Aber trotz der schlechten Rahmenbedingungen können die meisten Erzieher*innen ihrem Beruf immer (noch) positive Seiten abgewinnen. Dazu zählt in erster Linie die unmittelbare Arbeit mit den Kindern. Deren Qualität leidet allerdings, wenn die Erzieher*innen weiterhin unter Rahmenbedingungen, die krankmachen, arbeiten müssen. Unumgänglich sind zum einen Investitionen in die strukturellen Rahmenbedingungen und die pädagogische Weiterentwicklung von Kita und Ganztagsschule. 

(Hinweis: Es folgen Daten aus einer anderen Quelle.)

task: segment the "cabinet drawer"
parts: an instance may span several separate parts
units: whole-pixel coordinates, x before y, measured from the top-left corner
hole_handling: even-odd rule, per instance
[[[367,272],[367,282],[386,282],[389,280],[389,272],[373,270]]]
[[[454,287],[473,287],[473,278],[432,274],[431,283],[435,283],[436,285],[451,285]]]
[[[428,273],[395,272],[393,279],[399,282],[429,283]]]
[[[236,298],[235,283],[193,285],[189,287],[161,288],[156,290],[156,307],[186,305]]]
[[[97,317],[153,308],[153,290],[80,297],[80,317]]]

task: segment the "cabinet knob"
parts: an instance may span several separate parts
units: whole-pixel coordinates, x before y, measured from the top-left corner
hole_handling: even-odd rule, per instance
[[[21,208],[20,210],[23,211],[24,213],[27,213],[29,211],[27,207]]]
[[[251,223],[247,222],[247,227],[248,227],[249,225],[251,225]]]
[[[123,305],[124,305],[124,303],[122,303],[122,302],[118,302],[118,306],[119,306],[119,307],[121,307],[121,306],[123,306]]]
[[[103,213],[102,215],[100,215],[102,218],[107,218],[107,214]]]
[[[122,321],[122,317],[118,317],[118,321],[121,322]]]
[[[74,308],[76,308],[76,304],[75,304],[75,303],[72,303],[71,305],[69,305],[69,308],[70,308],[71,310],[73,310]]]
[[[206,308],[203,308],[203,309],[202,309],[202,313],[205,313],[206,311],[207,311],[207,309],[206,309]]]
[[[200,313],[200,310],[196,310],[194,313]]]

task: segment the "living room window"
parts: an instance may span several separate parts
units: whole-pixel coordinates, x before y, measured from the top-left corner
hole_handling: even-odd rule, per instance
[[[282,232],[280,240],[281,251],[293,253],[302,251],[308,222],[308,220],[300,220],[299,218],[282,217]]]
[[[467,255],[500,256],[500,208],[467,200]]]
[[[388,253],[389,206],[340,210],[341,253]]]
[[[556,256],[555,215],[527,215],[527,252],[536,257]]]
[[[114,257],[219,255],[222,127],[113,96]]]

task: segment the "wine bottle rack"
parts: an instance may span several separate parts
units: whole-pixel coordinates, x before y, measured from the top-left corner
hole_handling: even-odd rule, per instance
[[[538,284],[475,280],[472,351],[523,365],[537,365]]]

Die GEW BERLIN fordert, dass die Tätigkeit der koordinierenden Erzieher*innen als Leitungstätigkeit anerkannt, bewertet und entsprechend vergütet wird. Sie initiieren die konzeptionelle Weiterentwicklung der pädagogischen Arbeit, die Zusammenarbeit mit anderen Professionen in der Schule, sind Ansprechpartner*innen für Familien und sichern die Kooperation mit verschiedenen Partner*innen im Sozialraum. Anzustreben ist eine Freistellung für Leitungstätigkeit analog zu der von Kitaleiter*innen. Bisher hat die Anzahl der zu betreuenden Kinder keine Auswirkungen auf die Zumessung von Leitungsstunden. 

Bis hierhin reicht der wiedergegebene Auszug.